Kevin McCarty <kmccarty>
   I am a fifth-year graduate student.  Specialty is experimental
   neutrino physics, although I am thinking of leaving academia after
   finishing my degree.  In the course of my thesis work I use Debian
   GNU/Linux almost exclusively, both on my laptop and on a small
   computer cluster for analysis that I sysadmin for my group.  This has
   led to some frustration with the current state of open source physics
   software [1].  I also have hobbies ranging from coin collecting to
   amateur astronomy, as well as (naturally) programming.  My ongoing
   Free Software projects include StarPlot, a 3-D star mapping program [2];
   wmapp, a C++ GUI framework for creating Window Maker "dockapps" [3];
   and WMakerConf [4], which I took over as upstream recently with the
   blessing of the original author. Debianizing [5] the huge Cernlib
   codebase [6] counts as a project of its own.

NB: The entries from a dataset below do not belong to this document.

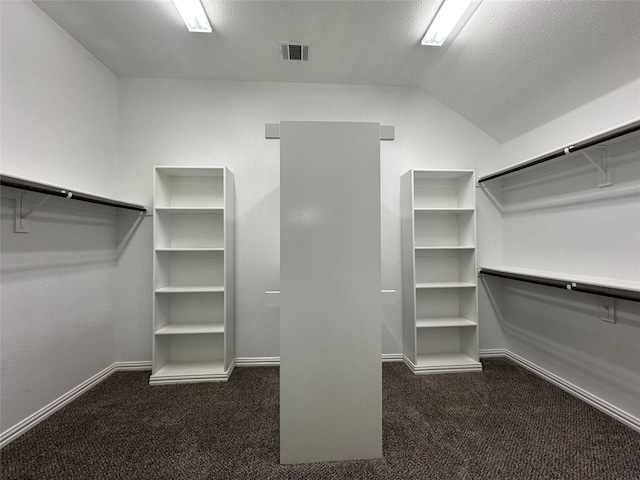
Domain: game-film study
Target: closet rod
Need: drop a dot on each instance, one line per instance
(32, 186)
(620, 293)
(610, 135)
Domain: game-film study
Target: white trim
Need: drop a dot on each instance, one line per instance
(196, 378)
(602, 405)
(392, 357)
(429, 370)
(32, 420)
(128, 366)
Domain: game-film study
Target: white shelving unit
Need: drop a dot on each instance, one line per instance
(193, 275)
(439, 271)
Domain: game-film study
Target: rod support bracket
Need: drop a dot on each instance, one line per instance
(22, 212)
(601, 162)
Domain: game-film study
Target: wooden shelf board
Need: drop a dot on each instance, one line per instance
(189, 210)
(445, 285)
(212, 367)
(189, 289)
(198, 328)
(444, 359)
(450, 247)
(444, 322)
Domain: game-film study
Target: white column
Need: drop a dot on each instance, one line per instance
(330, 322)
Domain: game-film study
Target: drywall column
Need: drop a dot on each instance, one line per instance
(330, 316)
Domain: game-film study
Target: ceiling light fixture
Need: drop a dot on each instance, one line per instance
(446, 19)
(193, 15)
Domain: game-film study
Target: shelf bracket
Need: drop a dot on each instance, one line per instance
(602, 166)
(21, 216)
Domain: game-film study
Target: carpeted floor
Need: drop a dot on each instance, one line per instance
(503, 423)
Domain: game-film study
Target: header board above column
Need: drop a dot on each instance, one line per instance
(272, 132)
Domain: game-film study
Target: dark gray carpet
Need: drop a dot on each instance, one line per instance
(503, 423)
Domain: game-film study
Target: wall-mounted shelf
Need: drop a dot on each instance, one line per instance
(582, 146)
(624, 290)
(56, 191)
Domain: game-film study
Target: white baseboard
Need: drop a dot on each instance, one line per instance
(430, 370)
(32, 420)
(492, 352)
(602, 405)
(392, 357)
(275, 361)
(127, 366)
(257, 361)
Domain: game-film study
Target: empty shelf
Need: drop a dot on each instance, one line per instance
(189, 289)
(177, 329)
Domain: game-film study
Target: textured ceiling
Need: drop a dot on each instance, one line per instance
(516, 64)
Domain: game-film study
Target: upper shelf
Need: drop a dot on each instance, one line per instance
(47, 189)
(608, 287)
(609, 135)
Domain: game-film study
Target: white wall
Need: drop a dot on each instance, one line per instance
(193, 122)
(59, 125)
(557, 219)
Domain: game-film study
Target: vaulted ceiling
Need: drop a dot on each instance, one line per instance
(515, 65)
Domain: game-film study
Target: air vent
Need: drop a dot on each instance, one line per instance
(295, 51)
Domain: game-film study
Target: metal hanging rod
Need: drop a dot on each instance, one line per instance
(613, 292)
(23, 184)
(610, 135)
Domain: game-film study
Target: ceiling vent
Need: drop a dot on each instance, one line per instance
(294, 51)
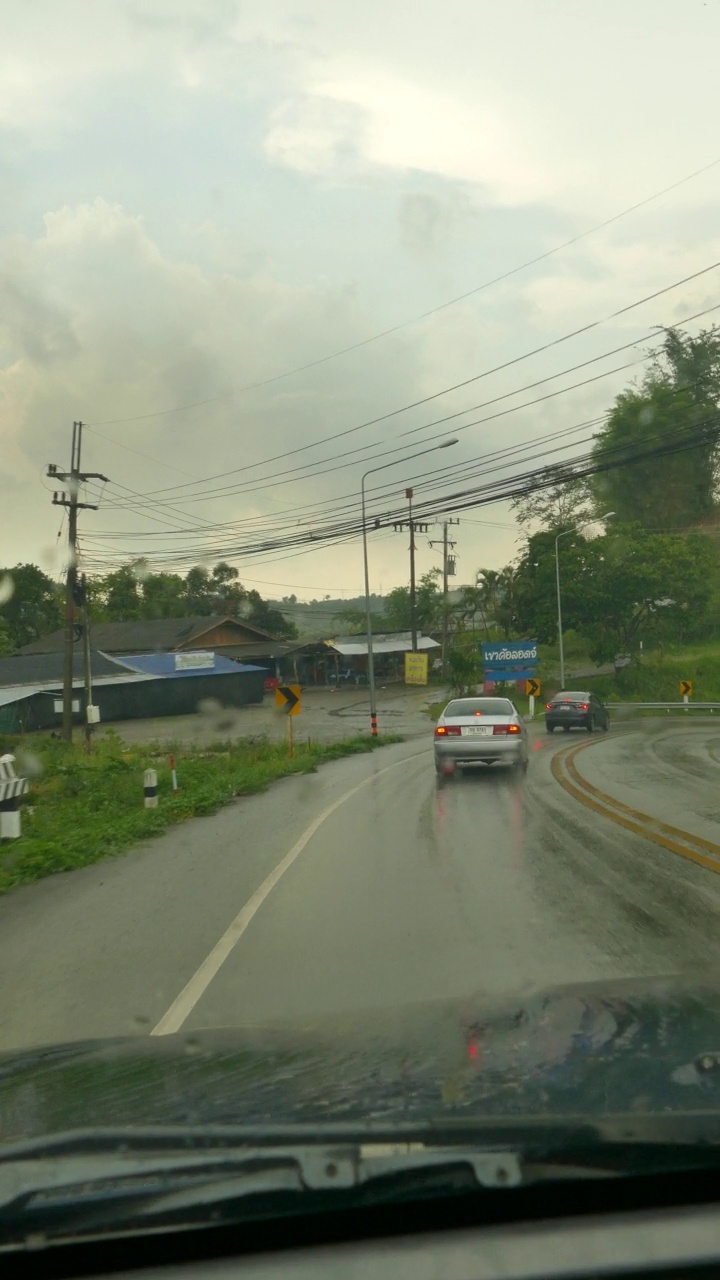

   [1] http://www.princeton.edu/~kmccarty/physics-software-rant.html
   [2] http://www.starplot.org/
   [3] http://www.princeton.edu/~kmccarty/wmapp.html
   [4] http://www.starplot.org/wmakerconf/
   [5] http://borex.princeton.edu/~kmccarty/
   [6] http://cern.ch/cernlib/

   I wasn't really aware of Linux until I used it regularly (RedHat 5, I
   think) while working at an MIT particle accelerator during the summer
   of 1998.  A friend put my first GNU/Linux installation on my PC
   (Debian, in fact!) that fall, my junior year at college.  But I
   didn't play with it much until I installed an "easier" distro
   (Caldera OpenLinux 2) myself later that year.  Having it rooted by an
   exploit in the automount daemon made me more aware of security
   issues, and when re-installing, I switched back to Debian,
   permanently this time.  That was when I really started to appreciate
   the Free Software movement.  I've been learning more about Debian and
   Free Software ever since. 

   I want to volunteer my time in order to give something back to the
   community: making things work when they are broken (having filed a
   fair number of bugs [7], many with patches); dealing with licensing
   issues (having convinced the author of cfortran to release it under
   LGPL [8]); and improving infrastructure and quality of Free Software,
   especially physics-related, so that it works the Right Way(TM).  I
   confess to also having the more selfish motives of being recognized
   as a person one can turn to for help with Free Software,
   understanding better how software works, and enjoying seeing my name
   in changelogs. 

   [7] http://bugs.debian.org/cgi-bin/pkgreport.cgi?which=submitter&data=kmccarty%40Princeton.EDU&archive=yes
   [8] http://packages.debian.org/changelogs/pool/main/c/cfortran/cfortran_4.4-5/cfortran.copyright

Frederik Schueler <fs>
   I am 30 years of age, live in Hamburg and earn my living doing
   network and system administration at a small software company,
   running Debian on both the servers and developer workstations.
   So what do I want to do for debian? There are currently two things I
   am doing and why I decided to apply as a debian developer, first my
   involvement in the amd64 port, writing patches and submitting bugs to
   help make the distribution of even better quality than it already is,
   and second my work on the amd64 kernels and the debian kernels itself
   together with the debian kernel team wich I am a member of.
   To sum this up: I want to help improve debian and take an active role
   in the decision making process of the developers comunity.
   I think being a developer will make some things more easy to deal with,
   in the amd64 porting team as well as in the debian kernel-team.